Title:Virus-Specific Peptide Dependent NK Cell Cytotoxicity
Volume: 13
Issue: 2
Author(s): Lan Tong, Mario Assenmacher, Kurt S. Zanker and Peter Jahn
Affiliation:
Keywords:
Antigen-specific, CMV, cytotoxicity, EBV, MHC-peptide-complex, NK cells.
Abstract: NK cells do not express recombination-dependent antigen-specific receptors and are traditionally defined as
cells of the innate immune response. The activation of NK cells was believed to be controlled by the net balance of signals
from a multitude of activating and inhibitory receptors irrespectively of antigen specificity. However, murine antigenspecific
memory NK cells in liver have been described to mediate hapten or viral specific recall response and are capable
of infiltrating to the site of infection.
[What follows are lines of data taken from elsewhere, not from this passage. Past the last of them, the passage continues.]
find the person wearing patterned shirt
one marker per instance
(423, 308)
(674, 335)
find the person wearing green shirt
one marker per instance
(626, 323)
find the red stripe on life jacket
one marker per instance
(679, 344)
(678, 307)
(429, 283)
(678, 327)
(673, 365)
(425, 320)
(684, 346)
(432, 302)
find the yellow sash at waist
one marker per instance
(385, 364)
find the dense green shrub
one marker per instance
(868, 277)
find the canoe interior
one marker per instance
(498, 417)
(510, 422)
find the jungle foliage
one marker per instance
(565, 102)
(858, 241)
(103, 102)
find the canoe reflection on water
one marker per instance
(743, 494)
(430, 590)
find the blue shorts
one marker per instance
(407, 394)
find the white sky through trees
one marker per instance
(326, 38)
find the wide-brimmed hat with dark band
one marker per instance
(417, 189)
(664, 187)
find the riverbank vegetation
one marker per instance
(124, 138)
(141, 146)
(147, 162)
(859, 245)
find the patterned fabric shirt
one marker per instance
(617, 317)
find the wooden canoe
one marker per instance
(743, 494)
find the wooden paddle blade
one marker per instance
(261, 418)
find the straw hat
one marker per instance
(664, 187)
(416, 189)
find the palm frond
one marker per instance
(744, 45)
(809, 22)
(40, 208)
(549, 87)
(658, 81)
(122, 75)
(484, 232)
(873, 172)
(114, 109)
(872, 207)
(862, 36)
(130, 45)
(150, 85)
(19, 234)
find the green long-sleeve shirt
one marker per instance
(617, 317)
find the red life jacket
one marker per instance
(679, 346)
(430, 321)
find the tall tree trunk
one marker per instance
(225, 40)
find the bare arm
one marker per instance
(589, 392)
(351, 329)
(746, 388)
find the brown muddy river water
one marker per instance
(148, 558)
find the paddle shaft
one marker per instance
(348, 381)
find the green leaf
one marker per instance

The mechanisms by which NK cells recognize target cells in an antigen-specific
manner are largely unclear. Using a novel multiplex killing assay, we screened the NK cell (human) cytotoxic activity of
35 different donors against different virus peptide pools loaded autologous B cells. We have found that human NK cells
from some CMV and EBV positive donors can recognize peptide loaded autologous B cells as targets and perform
antigen-specific cytotoxic killing. This may provide evidence that NK cells are able to scan the peptide repertoire on the
target cell surface and virus-derived peptides may influence the NK cell activation-inhibition balance.